On Wed, Jun 17, 2020 at 11:56:34PM -0700, Christoph Hellwig wrote:
On Wed, Jun 17, 2020 at 10:53:36PM +0530, Kanchan Joshi wrote:
This patchset enables issuing zone-append using aio and io-uring direct-io interface.
For aio, this introduces opcode IOCB_CMD_ZONE_APPEND. Application uses start LBA
of the zone to issue append. On completion 'res2' field is used to return
zone-relative offset.
For io-uring, this introduces three opcodes: IORING_OP_ZONE_APPEND/APPENDV/APPENDV_FIXED.
Since io_uring does not have aio-like res2, cqe->flags are repurposed to return zone-relative offset
And what exactly are the semantics supposed to be? Remember the
unix file abstractions does not know about zones at all.
I really don't think squeezing low-level not quite block storage
protocol details into the Linux read/write path is a good idea.

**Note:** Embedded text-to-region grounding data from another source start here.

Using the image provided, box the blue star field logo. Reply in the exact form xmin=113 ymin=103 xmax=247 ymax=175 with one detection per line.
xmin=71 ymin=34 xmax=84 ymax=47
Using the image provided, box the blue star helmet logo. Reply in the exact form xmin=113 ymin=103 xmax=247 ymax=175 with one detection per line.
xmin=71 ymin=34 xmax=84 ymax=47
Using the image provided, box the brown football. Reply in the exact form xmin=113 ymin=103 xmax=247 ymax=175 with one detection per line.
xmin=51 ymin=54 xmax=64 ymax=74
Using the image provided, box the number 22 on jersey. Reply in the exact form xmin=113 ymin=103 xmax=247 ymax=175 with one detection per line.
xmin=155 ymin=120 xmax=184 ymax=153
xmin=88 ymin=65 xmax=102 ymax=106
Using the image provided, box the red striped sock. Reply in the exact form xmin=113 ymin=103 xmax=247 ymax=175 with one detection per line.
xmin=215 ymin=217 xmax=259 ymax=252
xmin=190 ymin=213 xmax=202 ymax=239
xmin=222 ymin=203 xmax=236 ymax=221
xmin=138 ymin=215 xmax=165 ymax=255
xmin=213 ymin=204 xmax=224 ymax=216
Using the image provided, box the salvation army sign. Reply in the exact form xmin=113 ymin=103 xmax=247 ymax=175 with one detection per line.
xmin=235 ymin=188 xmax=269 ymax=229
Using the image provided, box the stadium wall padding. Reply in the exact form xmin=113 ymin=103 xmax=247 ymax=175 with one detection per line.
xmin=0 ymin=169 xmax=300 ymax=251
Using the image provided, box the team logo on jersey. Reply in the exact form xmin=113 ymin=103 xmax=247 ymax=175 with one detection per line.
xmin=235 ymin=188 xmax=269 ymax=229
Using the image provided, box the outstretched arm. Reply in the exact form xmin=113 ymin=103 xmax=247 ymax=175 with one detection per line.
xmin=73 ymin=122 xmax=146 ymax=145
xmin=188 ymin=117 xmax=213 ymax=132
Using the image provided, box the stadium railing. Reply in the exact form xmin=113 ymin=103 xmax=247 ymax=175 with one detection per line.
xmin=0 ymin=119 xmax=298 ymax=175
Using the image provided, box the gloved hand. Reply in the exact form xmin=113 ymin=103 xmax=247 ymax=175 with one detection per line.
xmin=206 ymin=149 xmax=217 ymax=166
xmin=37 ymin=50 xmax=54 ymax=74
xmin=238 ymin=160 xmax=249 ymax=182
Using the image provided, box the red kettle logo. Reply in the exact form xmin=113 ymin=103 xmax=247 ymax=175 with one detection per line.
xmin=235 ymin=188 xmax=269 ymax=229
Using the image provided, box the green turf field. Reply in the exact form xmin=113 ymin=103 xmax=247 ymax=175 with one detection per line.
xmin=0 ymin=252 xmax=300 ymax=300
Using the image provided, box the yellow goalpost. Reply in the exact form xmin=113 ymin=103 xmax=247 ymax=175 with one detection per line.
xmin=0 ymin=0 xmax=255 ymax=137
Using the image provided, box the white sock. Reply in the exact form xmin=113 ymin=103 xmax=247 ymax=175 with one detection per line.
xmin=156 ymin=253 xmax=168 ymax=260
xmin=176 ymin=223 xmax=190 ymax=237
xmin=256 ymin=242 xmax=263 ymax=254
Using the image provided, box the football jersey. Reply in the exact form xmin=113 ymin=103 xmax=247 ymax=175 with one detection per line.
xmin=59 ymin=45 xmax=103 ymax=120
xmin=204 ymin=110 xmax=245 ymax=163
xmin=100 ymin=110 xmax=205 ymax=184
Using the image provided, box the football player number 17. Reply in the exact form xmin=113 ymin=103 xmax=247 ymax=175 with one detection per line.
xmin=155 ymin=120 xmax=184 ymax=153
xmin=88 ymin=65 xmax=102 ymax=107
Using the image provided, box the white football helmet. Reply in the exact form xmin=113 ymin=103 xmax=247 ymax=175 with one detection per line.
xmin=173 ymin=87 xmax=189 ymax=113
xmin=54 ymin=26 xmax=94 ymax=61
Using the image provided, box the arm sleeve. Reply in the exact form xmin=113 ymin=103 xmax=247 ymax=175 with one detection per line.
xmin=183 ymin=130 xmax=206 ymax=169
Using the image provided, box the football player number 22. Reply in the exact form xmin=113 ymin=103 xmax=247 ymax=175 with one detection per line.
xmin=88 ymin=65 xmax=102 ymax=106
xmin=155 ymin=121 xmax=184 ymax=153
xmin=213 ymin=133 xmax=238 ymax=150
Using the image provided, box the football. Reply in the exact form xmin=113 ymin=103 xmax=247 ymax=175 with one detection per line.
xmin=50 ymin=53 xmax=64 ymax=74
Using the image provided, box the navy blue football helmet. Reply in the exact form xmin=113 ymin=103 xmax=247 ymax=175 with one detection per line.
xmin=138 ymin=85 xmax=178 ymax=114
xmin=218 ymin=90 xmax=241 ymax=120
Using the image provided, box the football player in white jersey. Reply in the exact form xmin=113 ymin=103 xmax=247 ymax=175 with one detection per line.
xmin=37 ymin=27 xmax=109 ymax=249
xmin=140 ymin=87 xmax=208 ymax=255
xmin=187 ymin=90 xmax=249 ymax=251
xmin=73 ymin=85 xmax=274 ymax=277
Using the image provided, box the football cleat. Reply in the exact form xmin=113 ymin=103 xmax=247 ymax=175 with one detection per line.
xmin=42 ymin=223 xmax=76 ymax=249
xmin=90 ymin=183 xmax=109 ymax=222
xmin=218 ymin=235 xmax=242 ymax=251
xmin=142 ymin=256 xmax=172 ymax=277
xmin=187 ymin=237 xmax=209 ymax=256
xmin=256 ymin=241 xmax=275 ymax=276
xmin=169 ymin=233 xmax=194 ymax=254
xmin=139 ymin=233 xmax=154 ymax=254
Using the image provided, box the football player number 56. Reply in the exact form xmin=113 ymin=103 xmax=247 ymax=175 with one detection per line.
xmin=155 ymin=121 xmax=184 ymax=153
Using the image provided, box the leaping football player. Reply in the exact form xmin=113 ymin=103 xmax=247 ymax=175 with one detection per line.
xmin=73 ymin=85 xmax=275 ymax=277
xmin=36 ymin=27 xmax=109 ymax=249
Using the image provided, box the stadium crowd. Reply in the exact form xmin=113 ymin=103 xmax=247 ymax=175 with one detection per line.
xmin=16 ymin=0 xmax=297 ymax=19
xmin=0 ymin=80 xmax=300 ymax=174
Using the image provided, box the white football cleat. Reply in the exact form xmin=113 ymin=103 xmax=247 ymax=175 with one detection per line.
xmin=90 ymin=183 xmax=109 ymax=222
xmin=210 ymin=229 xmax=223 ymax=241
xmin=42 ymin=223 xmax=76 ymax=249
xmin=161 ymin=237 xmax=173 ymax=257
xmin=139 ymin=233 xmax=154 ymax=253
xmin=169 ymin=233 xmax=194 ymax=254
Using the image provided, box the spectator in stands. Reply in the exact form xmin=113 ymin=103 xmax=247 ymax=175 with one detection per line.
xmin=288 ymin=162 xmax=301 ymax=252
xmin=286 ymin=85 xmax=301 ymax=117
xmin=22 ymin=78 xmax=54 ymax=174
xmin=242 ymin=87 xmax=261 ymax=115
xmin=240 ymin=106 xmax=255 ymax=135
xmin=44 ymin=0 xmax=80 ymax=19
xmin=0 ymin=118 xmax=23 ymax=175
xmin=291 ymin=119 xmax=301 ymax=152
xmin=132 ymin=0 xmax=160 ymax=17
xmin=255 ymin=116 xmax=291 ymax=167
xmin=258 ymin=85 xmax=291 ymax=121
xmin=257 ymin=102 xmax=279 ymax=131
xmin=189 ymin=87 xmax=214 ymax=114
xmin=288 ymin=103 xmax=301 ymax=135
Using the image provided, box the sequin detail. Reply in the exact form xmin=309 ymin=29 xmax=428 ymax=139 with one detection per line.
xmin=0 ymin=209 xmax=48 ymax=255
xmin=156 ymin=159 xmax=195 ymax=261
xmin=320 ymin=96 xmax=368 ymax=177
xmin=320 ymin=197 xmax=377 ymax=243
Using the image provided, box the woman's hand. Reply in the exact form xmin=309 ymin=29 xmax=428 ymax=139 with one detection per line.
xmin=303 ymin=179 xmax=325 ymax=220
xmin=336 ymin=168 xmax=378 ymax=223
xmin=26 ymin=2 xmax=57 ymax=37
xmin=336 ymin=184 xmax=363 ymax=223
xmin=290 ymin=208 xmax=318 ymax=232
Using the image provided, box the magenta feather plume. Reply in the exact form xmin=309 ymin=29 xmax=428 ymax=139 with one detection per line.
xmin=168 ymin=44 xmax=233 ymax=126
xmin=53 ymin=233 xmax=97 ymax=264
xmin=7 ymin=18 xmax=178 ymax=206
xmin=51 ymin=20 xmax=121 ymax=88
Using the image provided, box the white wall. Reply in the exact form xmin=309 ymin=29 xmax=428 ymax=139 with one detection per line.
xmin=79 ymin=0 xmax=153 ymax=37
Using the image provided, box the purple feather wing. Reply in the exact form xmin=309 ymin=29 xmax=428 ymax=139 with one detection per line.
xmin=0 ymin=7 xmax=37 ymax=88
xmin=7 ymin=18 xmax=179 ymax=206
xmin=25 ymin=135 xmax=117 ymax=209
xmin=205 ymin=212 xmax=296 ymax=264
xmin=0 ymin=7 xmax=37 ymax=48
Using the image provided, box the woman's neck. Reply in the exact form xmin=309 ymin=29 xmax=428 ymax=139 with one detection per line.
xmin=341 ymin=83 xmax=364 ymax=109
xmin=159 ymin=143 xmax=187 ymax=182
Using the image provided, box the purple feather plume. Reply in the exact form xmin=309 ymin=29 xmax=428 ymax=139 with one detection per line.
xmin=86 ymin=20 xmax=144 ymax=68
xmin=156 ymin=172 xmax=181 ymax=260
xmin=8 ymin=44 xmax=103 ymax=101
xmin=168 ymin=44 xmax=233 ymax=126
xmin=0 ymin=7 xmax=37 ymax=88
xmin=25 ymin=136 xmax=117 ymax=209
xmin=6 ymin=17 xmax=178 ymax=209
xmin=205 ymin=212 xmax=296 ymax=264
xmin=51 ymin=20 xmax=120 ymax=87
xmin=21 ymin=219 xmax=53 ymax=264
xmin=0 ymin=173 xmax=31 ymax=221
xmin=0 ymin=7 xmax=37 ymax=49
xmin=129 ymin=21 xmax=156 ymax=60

I was thinking of raw block-access to zone device rather than pristine file
abstraction. And in that context, semantics, at this point, are unchanged
(i.e. same as direct writes) while flexibility of async-interface gets
added.
Synchronous-writes on single-zone sound fine, but synchronous-appends on
single-zone do not sound that fine.
What could be a useful addition is a way for O_APPEND/RWF_APPEND writes
to report where they actually wrote, as that comes close to Zone Append
while still making sense at our usual abstraction level for file I/O.
Thanks for suggesting this. O and RWF_APPEND may not go well with block
access as end-of-file will be picked from dev inode. But perhaps a new
flag like RWF_ZONE_APPEND can help to transform writes (aio or uring)
into append without introducing new opcodes.
And, I think, this can fit fine on file-abstraction of ZoneFS as well.